Alors que le train traversait les douces terres agricoles de l’est de la Pologne, et que nous étions tous les deux assis en silence, nos genoux se touchant, nos esprits, séparés, mais simultanément digérant ce que nous venions de vivre, Valery s’est mis à pleurer. C’est si douloureux de voir un homme adulte pleurer, et j’ai ressenti une grande proximité et une vraie empathie pour cet homme doux.
Et alors que je levais mon appareil photo, pour photographier son chagrin, chaque once de mon être, souhaitait pouvoir faire une photographie, qui pourrait aider à ma façon, non seulement à partager la douleur de Valery, mais à toucher le genre humain pour en aimer un un autre, pour mettre fin à la guerre. Pour libérer nos meilleurs anges collectifs. Et comme John Lennon l’a si poignant chanté. Imaginer.
En rentrant à Paris, j’ai sauté dans un taxi, et j’ai appelé ma femme Rachel et ma fille Dawson, pour qu’elles me retrouvent à la Brasserie de L’Isle Saint Louis, qui a été toujours été mon choix pour un retour aux sources pendant toutes ces années.
Et quand nous nous sommes rencontrés, nous nous sommes assis ensemble dans une longue étreinte. Alors que j’écris ce journal de mon séjour en Ukraine, je reconnais que couvrir cette guerre et cet exode épique de réfugiés de la guerre en Ukraine m’a vraiment marqué.
J’avais besoin d’écrire ce matin – et je suis très reconnaissant à Jean-Jacques Naudet de partager mes photographies et mes écrits dans son incroyable publication en ligne « L’Oeil de la Photographie ».
Alors que je me suis efforcé de photographier l’âme de l’humanité au cours de ces 50 dernières années, je me suis efforcé, à ma manière humble, de photographier l’âme de l’humanité dans cette guerre tragique en Ukraine.

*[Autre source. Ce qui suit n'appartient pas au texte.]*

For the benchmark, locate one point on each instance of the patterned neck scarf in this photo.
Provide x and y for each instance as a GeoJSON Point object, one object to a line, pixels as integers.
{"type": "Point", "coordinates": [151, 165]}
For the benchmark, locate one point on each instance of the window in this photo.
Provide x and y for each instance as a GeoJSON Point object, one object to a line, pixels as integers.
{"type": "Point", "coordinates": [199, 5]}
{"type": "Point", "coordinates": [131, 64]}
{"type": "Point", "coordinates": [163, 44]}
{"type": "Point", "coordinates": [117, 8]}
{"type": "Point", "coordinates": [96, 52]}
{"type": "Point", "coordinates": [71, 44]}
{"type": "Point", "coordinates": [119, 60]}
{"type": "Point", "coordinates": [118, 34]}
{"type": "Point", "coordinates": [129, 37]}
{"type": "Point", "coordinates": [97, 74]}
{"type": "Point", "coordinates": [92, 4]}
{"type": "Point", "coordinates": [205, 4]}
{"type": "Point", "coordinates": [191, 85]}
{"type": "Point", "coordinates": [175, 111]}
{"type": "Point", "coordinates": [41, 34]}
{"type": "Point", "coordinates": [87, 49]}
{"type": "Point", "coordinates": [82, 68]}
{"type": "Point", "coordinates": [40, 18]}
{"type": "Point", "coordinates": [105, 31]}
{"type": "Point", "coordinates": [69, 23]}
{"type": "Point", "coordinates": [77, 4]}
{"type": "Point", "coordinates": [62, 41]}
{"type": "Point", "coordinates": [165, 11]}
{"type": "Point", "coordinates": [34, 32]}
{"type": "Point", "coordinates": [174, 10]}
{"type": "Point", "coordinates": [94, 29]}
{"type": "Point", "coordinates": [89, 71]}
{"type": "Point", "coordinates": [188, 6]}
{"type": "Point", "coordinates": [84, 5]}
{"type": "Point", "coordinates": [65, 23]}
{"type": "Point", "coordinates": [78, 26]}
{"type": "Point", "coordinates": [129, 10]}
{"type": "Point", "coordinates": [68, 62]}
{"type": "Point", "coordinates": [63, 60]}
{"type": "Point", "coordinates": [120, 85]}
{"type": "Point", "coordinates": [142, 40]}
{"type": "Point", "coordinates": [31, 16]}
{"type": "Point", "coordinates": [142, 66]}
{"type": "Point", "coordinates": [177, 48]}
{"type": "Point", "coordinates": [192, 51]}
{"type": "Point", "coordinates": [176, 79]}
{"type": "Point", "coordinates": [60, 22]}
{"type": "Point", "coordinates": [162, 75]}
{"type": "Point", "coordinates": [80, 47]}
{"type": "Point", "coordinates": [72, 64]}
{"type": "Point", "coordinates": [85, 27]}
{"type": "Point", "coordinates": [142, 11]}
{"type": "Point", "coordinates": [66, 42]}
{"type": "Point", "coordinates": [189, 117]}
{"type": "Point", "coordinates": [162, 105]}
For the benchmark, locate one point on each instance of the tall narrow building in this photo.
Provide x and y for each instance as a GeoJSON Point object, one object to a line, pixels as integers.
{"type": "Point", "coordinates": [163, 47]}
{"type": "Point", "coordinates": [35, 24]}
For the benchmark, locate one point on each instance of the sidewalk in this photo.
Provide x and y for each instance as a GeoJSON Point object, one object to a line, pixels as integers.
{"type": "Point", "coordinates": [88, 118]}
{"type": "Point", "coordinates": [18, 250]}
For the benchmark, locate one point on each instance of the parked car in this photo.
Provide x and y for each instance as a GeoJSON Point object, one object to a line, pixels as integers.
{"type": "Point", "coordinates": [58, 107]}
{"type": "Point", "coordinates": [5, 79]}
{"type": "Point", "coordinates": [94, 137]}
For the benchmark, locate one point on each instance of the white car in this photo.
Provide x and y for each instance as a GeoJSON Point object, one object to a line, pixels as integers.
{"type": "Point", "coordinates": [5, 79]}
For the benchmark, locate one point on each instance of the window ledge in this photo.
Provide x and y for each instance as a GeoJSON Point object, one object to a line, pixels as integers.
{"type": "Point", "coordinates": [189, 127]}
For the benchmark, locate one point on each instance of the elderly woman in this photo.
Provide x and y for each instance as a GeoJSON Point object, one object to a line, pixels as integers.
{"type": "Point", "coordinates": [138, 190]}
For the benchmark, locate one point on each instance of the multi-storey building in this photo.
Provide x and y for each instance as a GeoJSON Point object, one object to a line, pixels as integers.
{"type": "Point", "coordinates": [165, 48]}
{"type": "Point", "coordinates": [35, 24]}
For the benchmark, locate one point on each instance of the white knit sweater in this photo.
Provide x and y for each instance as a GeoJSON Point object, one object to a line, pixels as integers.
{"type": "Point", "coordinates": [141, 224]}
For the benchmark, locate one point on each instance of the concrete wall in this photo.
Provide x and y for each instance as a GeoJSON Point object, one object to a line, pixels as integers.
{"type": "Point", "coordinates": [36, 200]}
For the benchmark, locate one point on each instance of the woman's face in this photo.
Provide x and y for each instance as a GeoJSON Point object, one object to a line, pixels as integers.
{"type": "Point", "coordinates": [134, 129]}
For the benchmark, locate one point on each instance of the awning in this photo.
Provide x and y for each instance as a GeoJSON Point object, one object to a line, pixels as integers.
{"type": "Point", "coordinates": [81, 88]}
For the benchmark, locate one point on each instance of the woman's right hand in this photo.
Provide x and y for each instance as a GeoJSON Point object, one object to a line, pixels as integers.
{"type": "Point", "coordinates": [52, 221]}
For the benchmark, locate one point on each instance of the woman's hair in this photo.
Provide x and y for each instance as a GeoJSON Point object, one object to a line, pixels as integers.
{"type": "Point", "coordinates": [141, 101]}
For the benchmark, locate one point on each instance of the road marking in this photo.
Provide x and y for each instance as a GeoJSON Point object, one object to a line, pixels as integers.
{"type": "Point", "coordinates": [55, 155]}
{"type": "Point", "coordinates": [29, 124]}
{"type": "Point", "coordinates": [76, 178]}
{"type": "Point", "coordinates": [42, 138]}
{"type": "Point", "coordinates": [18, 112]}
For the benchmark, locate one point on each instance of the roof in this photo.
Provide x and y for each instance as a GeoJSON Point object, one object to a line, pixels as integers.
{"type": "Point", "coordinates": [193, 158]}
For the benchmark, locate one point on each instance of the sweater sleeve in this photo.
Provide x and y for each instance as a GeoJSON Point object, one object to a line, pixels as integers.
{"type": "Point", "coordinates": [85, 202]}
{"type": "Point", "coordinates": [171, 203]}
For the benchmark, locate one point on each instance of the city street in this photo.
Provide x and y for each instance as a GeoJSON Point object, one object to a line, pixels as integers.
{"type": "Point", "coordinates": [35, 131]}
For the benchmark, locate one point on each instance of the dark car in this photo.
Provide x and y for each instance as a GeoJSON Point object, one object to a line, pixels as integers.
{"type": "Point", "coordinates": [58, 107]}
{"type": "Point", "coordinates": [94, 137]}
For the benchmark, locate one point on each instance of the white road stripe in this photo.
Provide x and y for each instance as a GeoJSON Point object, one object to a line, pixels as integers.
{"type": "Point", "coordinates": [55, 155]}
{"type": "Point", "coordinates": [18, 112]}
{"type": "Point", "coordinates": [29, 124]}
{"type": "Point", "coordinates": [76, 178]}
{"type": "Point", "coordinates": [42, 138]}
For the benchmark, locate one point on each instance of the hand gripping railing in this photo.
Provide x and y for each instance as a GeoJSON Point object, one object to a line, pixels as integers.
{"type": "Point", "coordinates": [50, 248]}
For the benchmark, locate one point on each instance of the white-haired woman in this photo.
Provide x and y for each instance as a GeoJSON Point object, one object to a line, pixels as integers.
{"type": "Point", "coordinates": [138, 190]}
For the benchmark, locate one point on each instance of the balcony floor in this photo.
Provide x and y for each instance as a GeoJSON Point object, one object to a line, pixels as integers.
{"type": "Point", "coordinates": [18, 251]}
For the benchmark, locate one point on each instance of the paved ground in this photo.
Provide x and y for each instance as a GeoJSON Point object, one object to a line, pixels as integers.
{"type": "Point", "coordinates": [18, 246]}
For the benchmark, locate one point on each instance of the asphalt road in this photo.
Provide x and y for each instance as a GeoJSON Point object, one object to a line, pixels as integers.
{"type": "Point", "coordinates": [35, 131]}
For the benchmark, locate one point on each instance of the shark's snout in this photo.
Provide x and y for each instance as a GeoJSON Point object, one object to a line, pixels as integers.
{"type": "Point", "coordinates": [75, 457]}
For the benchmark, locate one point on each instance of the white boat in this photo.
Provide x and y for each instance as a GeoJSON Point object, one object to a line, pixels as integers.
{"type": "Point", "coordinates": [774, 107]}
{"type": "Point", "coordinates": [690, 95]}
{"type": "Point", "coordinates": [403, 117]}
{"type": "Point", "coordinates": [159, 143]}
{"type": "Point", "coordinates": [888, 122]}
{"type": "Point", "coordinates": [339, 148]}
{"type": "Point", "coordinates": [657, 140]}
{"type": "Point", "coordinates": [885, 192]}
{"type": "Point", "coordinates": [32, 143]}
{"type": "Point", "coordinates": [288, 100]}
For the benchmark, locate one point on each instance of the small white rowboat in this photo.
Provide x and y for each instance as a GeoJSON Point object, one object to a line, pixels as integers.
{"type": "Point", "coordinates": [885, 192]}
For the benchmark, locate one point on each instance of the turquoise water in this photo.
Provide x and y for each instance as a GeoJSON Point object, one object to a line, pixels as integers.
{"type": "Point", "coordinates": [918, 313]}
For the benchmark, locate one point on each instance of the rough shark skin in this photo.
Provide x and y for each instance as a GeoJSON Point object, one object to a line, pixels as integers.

Je tiens à exprimer de tout mon cœur, ma gratitude aux Ukrainiens que j’ai eu le privilège de rencontrer et de photographier.
Et je tiens à exprimer de tout mon cœur, mon respect et ma gratitude à tous mes incroyables collègues, qui, à grands risques, documentent cette guerre tragique.
David Turnley
www.davidturnley.com
Biographie de David Turnley
Né aux États-Unis, David Turnley, lauréat du prix Pulitzer de photographie, de la médaille d’Or Robert Capa pour le Courage et deux World Press Photos, est considéré comme l’un des plus grands photographes documentaires au monde.
Il est arrivé en France en 1975 à l’âge de 19 ans. Il vécu alors dans une chambre de bonne à côté de la cathédrale Notre-Dame de Paris, il a étudié le français à la Sorbonne, vendu des glaces à côté de la cathédrale et a rencontré les plus grands photographes du siècle, Henri Cartier Bresson et André Kertész pour n’en citer que quelques-uns.
Tout au long de sa carrière, David a travaillé dans quelque 90 pays, couvrant tous les grands moments historiques des cinquante dernières années.
Paris a été pendant de nombreuses années sa base et sa ville spirituelle où il a toujours photographié « l’âme de l’humanité ».
Après de nombreux voyages, en tant que photographe de guerre, dont plus récemment la tragique guerre d’Ukraine, il aime revenir à Paris – la ville qu’il aime tant – soulagé.
Le frère jumeau de David, Peter Turnley, est également un grand photographe documentaire, et parisien de nationalité française et américaine.
David vit à Paris avec sa femme Rachel, une grande danseuse de ballet, et leur fille de 10 ans, Dawson, qui étudie dans une école publique du centre de Paris. Son fils Charlie, 28 ans, est né à Paris.